1892 holte ihn Willem Kes zurück nach Amsterdam, um im Concertgebouw-Orchester. Nach einem Jahr ging er wieder, diesmal zum to Arnheimer Orchesterverband dort Dirigent zu werden. Dort trat er die Nachfolge des bereits erwähnten Albert Kwast an. Offiziell bestand das Orchester aus zwei Orchestern: einem Orchester mit Schwerpunkt auf dem symphonischen Repertoire und einem Orchester mit Schwerpunkt auf orchestra Harmoniemusik. Das Niveau des Orchesters war gesunken, weil einige Musiker mit Kwast gegangen waren. Außerdem interessierte sich Heuckeroth (dort) mehr als zuvor für das symphonische Repertoire Harmonie Orchester. Es führte regelmäßig zu Konflikten zwischen Dirigent und Vorstand. Aber es führte auch zu einer Reihe von Konzerten, über die noch jahrelang gesprochen werden sollte. Das waren zum einen die Auftritte der Symphonie Nr. 9 von Ludwig van Beethoven und danach eine Reihe von Beethovens Sinfonien. Zweitens, das war die niederländische Erstaufführung am 17. Oktober 1903[2] des dritte Sinfonie von Gustav Mahler, kurz bevor der Komponist es selbst mit dem Concertgebouw Orchestra in Amsterdam dirigierte. Das Arnhemsche Orkest Vereeniging konnte das übrigens nicht selbst bemannen, Mitglieder der Utrechter Symphonieorchester wurden eingeschaltet. Mehr als sechshundert Darsteller waren beteiligt. Heuckeroth überließ die Harmoniekonzerte immer mehr dem Cornelis Jacob Mulder, selbst Alt. Dieser Zweig würde im Laufe der Jahre schwächer werden. Zu dieser Zeit gründete er auch den Arnheimer Männerchor. 1904 beantragte er eine Ausnahmegenehmigung für Harmoniekonzerte, erhielt jedoch keine und ging. Sein Nachfolger wurde Albert Kwast.
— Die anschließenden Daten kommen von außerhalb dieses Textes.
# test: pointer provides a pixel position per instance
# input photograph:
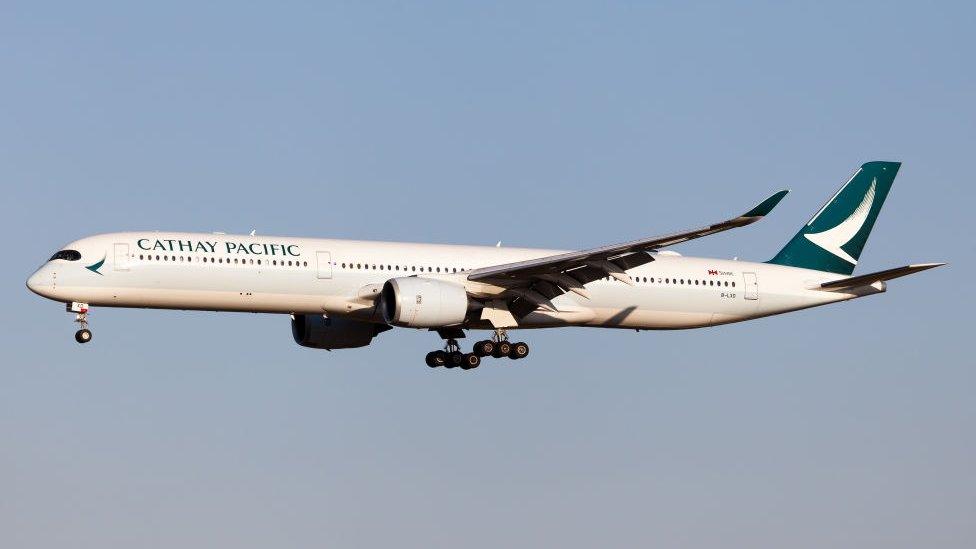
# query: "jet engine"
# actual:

Heuckeroth ging immer wieder nach Amsterdam und wurde wieder zweiter Dirigent in Amsterdam, jetzt unter Willem Mengelberg. Nach der Saison 1907/1908 schied er wieder aus und wurde von Cornelis Dopper. Nachdem er an der Gründung der Nederlandschen Oper im Rembrandttheater mitgewirkt hatte, wurde er dort Dirigent-Direktor. Er war auch mit dem städtischen Orchester von Purmerend (1922-1926, sein Sohn von 1928) und der Studentenfanfare De Dietsche Blaezers beteiligt.
1915 gründete er mit seinem Sohn Jacob Richard Heuckeroth (ebenfalls Musiker) und Jacques Heinrich Sluyter ein Handelsunternehmen um Rosentheater zu nutzen. 1928 wurde zu seinem 75. Geburtstag ein Ständchen gehalten, es gab einen Orchesterumzug der Leidseplein bis zum Reguliersgracht 56 (Heim Heuckeroth). Ein Porträt von ihm von Jan Goedhart hängt in der seit 1933 Konzerthalle.
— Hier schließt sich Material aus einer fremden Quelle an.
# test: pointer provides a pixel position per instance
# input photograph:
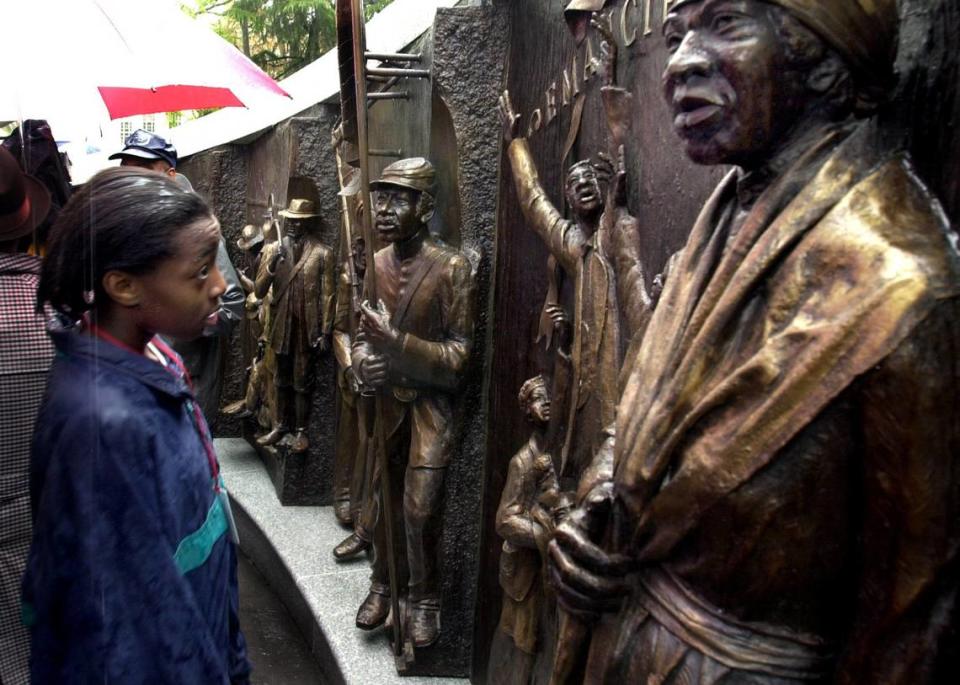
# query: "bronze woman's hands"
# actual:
(588, 579)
Am 17. April 1953 machte das Concertgebouw Orchestra eine Pause, um seines 100. Geburtstags zu gedenken.
Eine Reihe von Kompositionen wurden von ihm veröffentlicht:
- Nach Floralia (für Ausstellung Floria, zehnjähriges Jubiläum von Wilhelmina der Niederlande
- Zwischenspiel
- Erica für Männerchor
- Ein Marsch für den Ausländerverkehr in Arnheim
- Die niederländische Düne für Bariton und Klavier (aufgeführt im Januar 1895).